Renzi’s departure looks set to boost political uncertainty in the euro zone’s third largest economy, as his Democratic Party (PD) is running neck-and-neck with the anti-euro 5-star Movement in the opinion polls.
It also came at a bad time for Italy’s fragile banking system, as Monte dei Paschi di Siena, the country’s third biggest but ailing lender, needs to raise 5 billion euros by year end to avert the risk of being wound up.
“The “No” vote was priced in to a certain extent in advance. So I do not expect a freefall in the euro in the near term,” said Minori Uchida, chief currency analyst at the Bank of Tokyo-Mitsubishi .
“But in the long run, this will delay progress in Italy’s efforts to get rid of banks’ bad debt and is likely to widen the yield spread of German Bunts and the Italian bonds,” he added.
The referendum outcome could be taken as another sign of rising anti-establishment sentiment in the core of Europe, potentially eroding investor confidence in the euro ahead of elections in France and Germany next year.
One comfort for investors, however, was that Austrian voters roundly rejected on Sunday a candidate vying to become the first freely elected far-right head of state in Europe since World War Two, halting at least temporarily the wave of populism sweeping Western democracies.
Against the yen, the common currency fell more than 1.0 percent to 118.70 yen while it also shed more than 0.7 percent to 0.8315 British pound, its lowest level since late July.

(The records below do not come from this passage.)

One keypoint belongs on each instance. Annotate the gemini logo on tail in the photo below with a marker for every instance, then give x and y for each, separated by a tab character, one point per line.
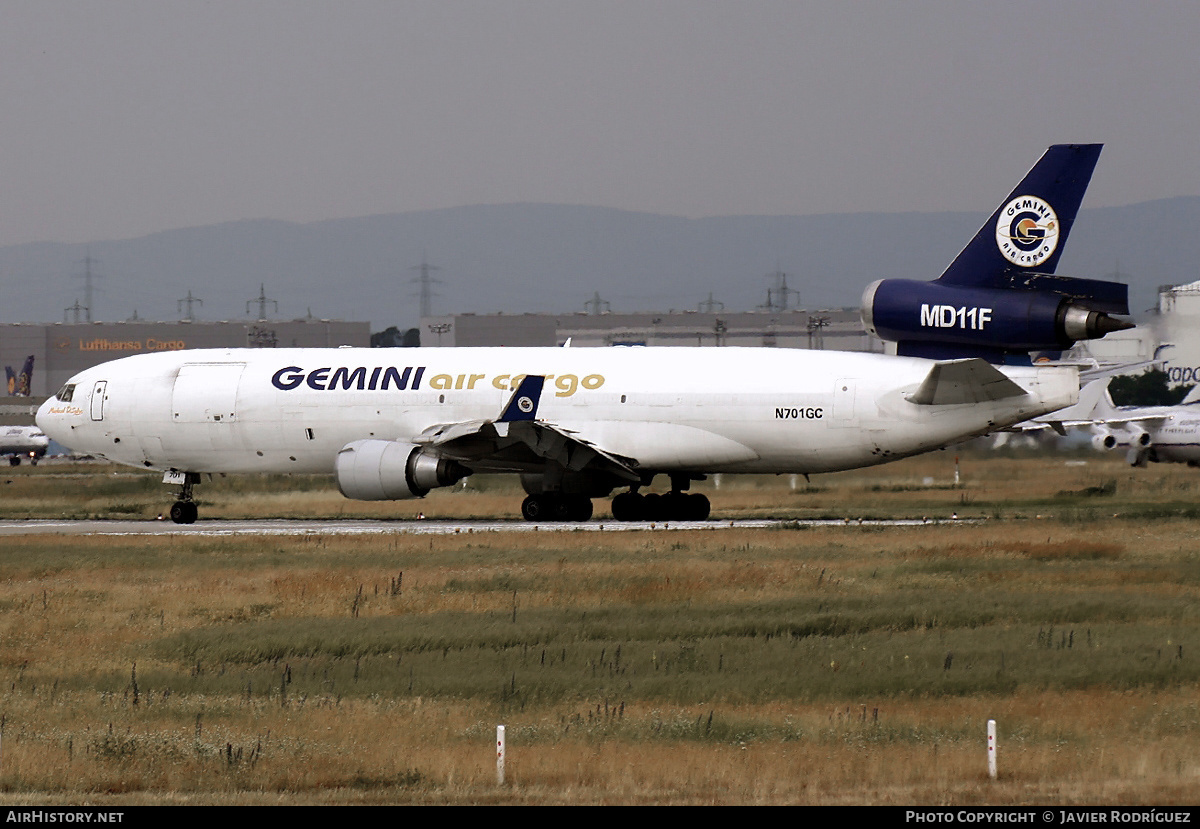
1027	230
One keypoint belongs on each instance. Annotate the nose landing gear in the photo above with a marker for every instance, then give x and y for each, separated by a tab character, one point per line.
184	510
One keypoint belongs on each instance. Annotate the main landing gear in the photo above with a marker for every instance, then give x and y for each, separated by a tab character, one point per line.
184	510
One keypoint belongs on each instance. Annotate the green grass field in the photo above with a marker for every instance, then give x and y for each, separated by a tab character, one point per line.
802	665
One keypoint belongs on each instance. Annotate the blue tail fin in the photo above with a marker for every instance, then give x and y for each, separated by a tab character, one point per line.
1000	298
1030	228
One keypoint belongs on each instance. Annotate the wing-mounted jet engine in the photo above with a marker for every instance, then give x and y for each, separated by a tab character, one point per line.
1001	299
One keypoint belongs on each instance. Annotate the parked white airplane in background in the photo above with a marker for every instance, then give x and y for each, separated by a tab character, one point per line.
1146	433
23	442
579	422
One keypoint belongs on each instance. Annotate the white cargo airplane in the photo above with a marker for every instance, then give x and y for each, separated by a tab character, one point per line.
23	442
579	422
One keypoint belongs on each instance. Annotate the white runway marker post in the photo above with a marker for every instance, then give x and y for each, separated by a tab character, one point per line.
991	749
499	755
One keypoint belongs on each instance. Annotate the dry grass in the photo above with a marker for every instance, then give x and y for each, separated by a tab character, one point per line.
629	668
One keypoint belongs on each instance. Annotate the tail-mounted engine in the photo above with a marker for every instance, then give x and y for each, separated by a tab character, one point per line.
1038	312
1000	299
391	470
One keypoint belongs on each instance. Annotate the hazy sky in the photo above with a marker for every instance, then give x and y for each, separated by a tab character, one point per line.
123	118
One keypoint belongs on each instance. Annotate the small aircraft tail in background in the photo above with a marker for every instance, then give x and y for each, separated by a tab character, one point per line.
19	384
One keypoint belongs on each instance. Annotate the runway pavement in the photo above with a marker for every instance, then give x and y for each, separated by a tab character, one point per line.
408	527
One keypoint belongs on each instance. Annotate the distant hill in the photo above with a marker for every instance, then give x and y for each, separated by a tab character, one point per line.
553	258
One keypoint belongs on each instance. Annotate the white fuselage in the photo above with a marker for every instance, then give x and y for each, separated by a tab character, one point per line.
673	409
23	440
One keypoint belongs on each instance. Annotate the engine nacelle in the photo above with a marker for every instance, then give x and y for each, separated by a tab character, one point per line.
1043	312
1137	436
391	470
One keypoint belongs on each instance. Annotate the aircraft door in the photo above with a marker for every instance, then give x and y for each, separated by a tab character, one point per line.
845	407
97	400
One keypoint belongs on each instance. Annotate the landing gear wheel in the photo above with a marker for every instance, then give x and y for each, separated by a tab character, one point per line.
534	508
184	512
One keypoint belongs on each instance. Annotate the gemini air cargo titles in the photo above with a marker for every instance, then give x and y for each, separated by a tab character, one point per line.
583	424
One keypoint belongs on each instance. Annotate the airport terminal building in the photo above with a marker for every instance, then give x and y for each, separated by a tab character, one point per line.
839	329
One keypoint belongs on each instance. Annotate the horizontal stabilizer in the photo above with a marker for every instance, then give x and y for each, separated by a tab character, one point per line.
959	382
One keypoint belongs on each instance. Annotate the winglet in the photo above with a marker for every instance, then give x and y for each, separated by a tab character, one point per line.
523	403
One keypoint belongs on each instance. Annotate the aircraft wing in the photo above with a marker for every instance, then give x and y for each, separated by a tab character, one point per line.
517	439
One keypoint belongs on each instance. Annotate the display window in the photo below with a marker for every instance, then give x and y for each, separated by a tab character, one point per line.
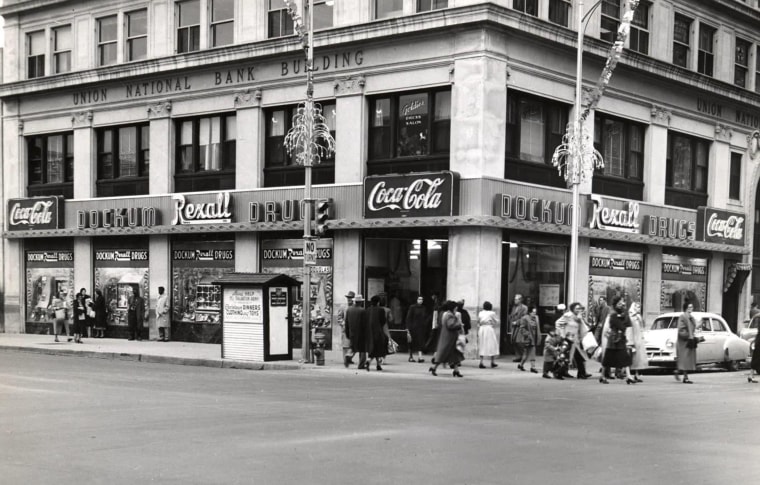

The yen rose to 112.87 per dollar and last stood at 113.20 per dollar, up 0.3 percent from late U.S. levels and bouncing back further from its 9-1/2-month low of 114.83 touched last week.
The dollar softened on Friday as investors took profits from its recent gains following solid, but not spectacular, U.S. non-farm payrolls data.
Some investors are also starting to see that market realignments after the U.S. elections – including a rally in U.S. stocks and the dollar and sell-off in U.S. bonds and emerging market currencies — may have run their course at least for now.
DoubleLine Capital Chief Executive Jeffrey Gundlach, known as the “Bond King” on Wall Street, said financial markets could reverse their solid momentum at the latest by U.S. President-elect Donald Trump’s Jan. 20 inauguration.
Data from U.S. financial watchdog also showed on Friday that speculators’ net long position on the dollar rose to their highest since mid-January. They also turned net short on the Japanese yen for the first time since last December.